The looting of FTX – whether the theft totals $338 million or $477 million – hardly represents an unprecedented haul in the world of cryptocurrency crime. In the late-March hack of the Ronin bridge, a gaming cryptocurrency exchange, North Korean thieves took $540 million. And earlier this year, cryptocurrency tracing led to the bust of a New York couple accused of laundering $4.5 billion in crypto.
But in the case of the high-profile FTX theft and the exchange’s overall collapse, tracing the errant funds might help put to rest—or confirm—swirling suspicions that someone within FTX was responsible for the theft. The company’s Bahamas-based CEO, Sam Bankman-Fried, who resigned Friday, lost virtually his entire $16 billion fortune in the collapse. According to an unconfirmed report from CoinTelegraph, he and two other FTX executives are “under supervision” in the Bahamas, preventing them from leaving the country.

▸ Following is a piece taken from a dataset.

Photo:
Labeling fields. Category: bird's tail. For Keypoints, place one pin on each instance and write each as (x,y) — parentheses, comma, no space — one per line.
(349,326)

Reuters also reported late last week that Bankman-Fried possessed a “back door” that was built into FTX’s compliance system, allowing him to withdraw funds without alerting others at the company.
Despite those suspicions, TRM Labs’ Janczewski points out that the chaos of FTX’s meltdown might have provided an opportunity for hackers to exploit panicked employees and trick them into, say, clicking on a phishing email.
Or, as Michelle Lai notes, bankrupted insider employees might have collaborated with hackers as a means to recover some of their own lost assets.
As the questions mount over whether – or to what degree – FTX’s own management might be responsible for the theft, the case has begun to resemble, more than any recent crypto heist, a very old one: the theft of a half billion dollars’ worth of bitcoins, discovered in 2014, from Mt Gox, the first cryptocurrency exchange.
In that case, blockchain analysis carried out by cryptocurrency tracing firm Chainalysis, along with law enforcement, helped to pin the theft on external hackers rather than Mt Gox’s own staff. Eventually, Alexander Vinnik, a Russian man, was arrested in Greece in 2017 and later convicted of laundering the stolen Mt Gox funds, exonerating Mt Gox’s embattled executives.
Whether history will repeat itself, and cryptocurrency tracing will prove the innocence of FTX’s staff, remains far from clear. But as more eyes than ever scour the cryptocurrency economy’s blockchains, it’s a sure bet that the whodunit behind the FTX theft will, sooner or later, produce an answer.